Mitigation: To mitigate the risk of data hacking the data used for operations must be secured. The Digital Twin converts data as event streams and can be configured to recognize significant events in real-time receiving data only when an event occurs. Additionally, technology disruptions can be avoided by maintaining ‘normal’ operations as a base case.
Example: SNCF Digital Twin
Implementation: Currently being built for existing infrastructure, while developing an asset library to capture more granular assets
Cost: High investments and a lot of research; great potential foreseen to move to predictive infrastructure maintenance
Timeframe: A full development can be expected by 2022
Example: Tamba City, Hyogo Pulp factory, Japan
Implementation: Hyogo Pulp introduced a virtual network infrastructure through Digital Twin to strengthen cyber security measures in plant networks and create a safer and more efficient network infrastructure anticipating more IoTs.

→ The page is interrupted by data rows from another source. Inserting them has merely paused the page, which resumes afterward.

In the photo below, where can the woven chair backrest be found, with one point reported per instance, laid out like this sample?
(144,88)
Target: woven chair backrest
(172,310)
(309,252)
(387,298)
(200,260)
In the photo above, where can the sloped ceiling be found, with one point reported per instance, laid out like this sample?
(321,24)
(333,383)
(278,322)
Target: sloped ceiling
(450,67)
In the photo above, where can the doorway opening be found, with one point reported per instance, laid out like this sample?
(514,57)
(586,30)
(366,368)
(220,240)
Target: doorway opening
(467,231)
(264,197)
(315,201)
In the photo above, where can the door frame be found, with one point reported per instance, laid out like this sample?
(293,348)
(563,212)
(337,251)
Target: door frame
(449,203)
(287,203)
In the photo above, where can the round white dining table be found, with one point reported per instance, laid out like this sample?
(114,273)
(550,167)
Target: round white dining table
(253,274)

Cost: Direct operations savings recorded by the Head of Electricity Section of the Facilities Department
Timeframe: With the system, Hyogo Pulp can now better manage the devices connected to the network and the access and security status of each device, to troubleshoot problems easily.
Example: Singapore Digital Twin
Implementation: Virtual Singapore was created by the National Research Foundation. When completed it will be the authoritative 3D digital platform intended for use by the public, private, people and research sectors.
Cost: Virtual Singapore is an R&D programme initiated by the NRF at a cost of $73 million for the development of the platform as well as research into latest technologies and advanced tools.
Timeframe: The development of the Digital Twin took place over a period of five years and was targeted to be completed in 2018.